I was going to type all of this out, but here is a good website which spells it out much better than I can. brain foods


----------



## Matthias (Dec 4, 2007)

JBaldwin said:


> Poor nutrition (bad eating habits), lack of sleep, and lack of exercise can also greatly affect focus and concentration.




Agreed! Exercise and nutrition are huge factors in almost all areas of brain function. 

I also noticed a HUGE difference in how focused I am in my readings since I have stopped watching the "idiot" box(tv).... unplugging that monstrosity is one of the best things I have ever done


----------



## No Longer A Libertine (Dec 4, 2007)

I'm sorry I didn't read the whole thing, I lost my train of thought...just kidding.

Take a walk brother, get some air, if you're worried or day dreaming get that out of your system with a change of scenery, let your study or dorm room be a place of focus and attentiveness, train yourself to respect that atmosphere as just that.


----------



## BobVigneault (Dec 4, 2007)

One other possibility is to change the way you process your inner to do list. I don't know how you organize the things you need to do but if you are trusting your memory then this may be causing your poor spent brain to tire quickly.

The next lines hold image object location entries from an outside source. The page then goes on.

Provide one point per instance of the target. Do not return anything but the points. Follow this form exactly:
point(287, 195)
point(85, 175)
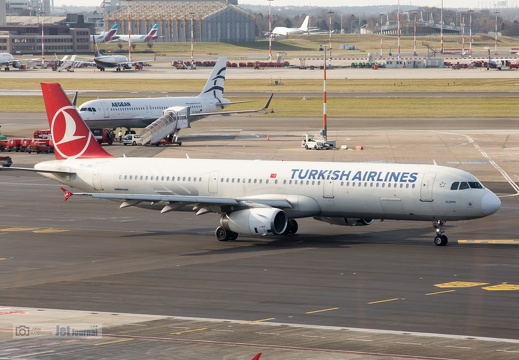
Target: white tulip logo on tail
point(70, 141)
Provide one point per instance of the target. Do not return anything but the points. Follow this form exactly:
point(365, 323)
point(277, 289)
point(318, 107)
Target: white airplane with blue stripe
point(259, 198)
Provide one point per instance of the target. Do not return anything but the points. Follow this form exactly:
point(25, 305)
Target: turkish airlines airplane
point(259, 198)
point(140, 112)
point(152, 35)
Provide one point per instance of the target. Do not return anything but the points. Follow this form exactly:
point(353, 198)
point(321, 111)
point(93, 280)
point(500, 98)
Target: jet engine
point(345, 221)
point(256, 221)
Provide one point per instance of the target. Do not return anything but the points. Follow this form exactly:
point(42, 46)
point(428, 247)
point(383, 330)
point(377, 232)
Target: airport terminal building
point(210, 21)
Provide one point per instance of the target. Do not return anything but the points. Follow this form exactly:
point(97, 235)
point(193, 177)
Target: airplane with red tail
point(258, 198)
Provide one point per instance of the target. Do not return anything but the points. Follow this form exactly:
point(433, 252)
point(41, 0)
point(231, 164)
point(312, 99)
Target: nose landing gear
point(440, 239)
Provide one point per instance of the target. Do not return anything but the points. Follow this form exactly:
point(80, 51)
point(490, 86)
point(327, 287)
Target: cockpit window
point(464, 186)
point(475, 185)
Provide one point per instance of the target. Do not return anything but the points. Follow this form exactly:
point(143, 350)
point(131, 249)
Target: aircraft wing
point(57, 172)
point(267, 104)
point(199, 201)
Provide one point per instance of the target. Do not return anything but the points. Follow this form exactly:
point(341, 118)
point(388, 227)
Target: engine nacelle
point(256, 221)
point(345, 221)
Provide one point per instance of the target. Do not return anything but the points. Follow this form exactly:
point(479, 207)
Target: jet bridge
point(172, 120)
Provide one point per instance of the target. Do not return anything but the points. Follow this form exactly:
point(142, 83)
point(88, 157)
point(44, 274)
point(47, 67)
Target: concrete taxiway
point(162, 287)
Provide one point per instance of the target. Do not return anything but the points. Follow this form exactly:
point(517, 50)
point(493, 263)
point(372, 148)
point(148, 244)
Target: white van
point(132, 139)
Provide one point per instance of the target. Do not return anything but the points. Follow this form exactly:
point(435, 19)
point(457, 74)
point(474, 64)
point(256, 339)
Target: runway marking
point(49, 231)
point(381, 301)
point(322, 310)
point(113, 342)
point(494, 164)
point(459, 284)
point(440, 292)
point(18, 229)
point(257, 321)
point(188, 331)
point(498, 242)
point(502, 287)
point(27, 355)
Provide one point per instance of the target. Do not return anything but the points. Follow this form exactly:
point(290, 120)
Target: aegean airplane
point(141, 112)
point(152, 35)
point(258, 198)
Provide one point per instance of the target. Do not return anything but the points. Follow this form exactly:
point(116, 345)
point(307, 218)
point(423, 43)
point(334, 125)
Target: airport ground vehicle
point(132, 139)
point(41, 146)
point(3, 142)
point(309, 142)
point(103, 135)
point(5, 161)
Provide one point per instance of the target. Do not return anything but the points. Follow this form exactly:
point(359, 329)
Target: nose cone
point(490, 203)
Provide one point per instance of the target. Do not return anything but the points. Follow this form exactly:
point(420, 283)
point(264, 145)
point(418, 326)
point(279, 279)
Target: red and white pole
point(325, 124)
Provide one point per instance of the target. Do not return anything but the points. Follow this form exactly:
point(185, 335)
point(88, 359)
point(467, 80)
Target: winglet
point(66, 194)
point(268, 102)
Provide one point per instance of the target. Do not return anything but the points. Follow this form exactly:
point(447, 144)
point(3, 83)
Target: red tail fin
point(72, 137)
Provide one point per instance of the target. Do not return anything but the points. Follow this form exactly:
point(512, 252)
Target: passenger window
point(475, 185)
point(464, 186)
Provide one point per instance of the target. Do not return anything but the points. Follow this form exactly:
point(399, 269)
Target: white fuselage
point(6, 58)
point(140, 112)
point(363, 190)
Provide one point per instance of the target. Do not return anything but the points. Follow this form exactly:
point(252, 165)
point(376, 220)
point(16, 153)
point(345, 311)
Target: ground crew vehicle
point(309, 142)
point(5, 161)
point(103, 135)
point(14, 144)
point(3, 142)
point(132, 139)
point(41, 146)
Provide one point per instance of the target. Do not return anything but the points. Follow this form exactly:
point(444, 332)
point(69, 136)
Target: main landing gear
point(223, 234)
point(440, 239)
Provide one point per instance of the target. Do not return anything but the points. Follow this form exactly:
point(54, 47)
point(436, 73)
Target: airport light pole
point(398, 27)
point(470, 29)
point(192, 39)
point(462, 34)
point(441, 29)
point(414, 33)
point(270, 32)
point(330, 40)
point(324, 48)
point(495, 43)
point(381, 37)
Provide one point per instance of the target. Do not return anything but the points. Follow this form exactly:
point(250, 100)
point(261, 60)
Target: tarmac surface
point(161, 287)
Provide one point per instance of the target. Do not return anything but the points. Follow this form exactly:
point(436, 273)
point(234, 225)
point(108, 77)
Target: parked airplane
point(67, 64)
point(105, 36)
point(8, 60)
point(152, 35)
point(284, 31)
point(140, 112)
point(259, 197)
point(119, 62)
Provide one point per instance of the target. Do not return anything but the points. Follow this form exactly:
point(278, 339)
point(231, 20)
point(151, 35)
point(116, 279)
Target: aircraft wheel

Read up a little on David Allen's method Getting Things Done. He tells you how to get every thing out of your head so that it frees up your brain to be creative and actually process the things that need to be done. Our brains are very efficient processors but they are lousy at juggling.

If you think that your lack of concentration may be caused by an attempt to remember all you need to get done than it would be worth looking into and perhaps buying is book. Blessings David.


----------



## crhoades (Dec 4, 2007)

I was suffering from the same thing as you. Also found out that my short term memory was shot. I thought I might even have ADD and went to be tested. All of this came to a head a little over a year and a half ago. After trial and error, I realized that I had sleep apnea and my symptoms of lack of focus etc. were coming from being chronically fatigued. I never hit deep, restful sleep. Do you find yourself drinking a lot of caffine? Does your wife say you snore? I went to a sleep study and ended up getting a cpap machine which helped. Also went for septoplasty, tonsils out, uvulectomy, and soft palate raised and I'm a new man. My productivity at work has went up, and overall quality of life has improved. 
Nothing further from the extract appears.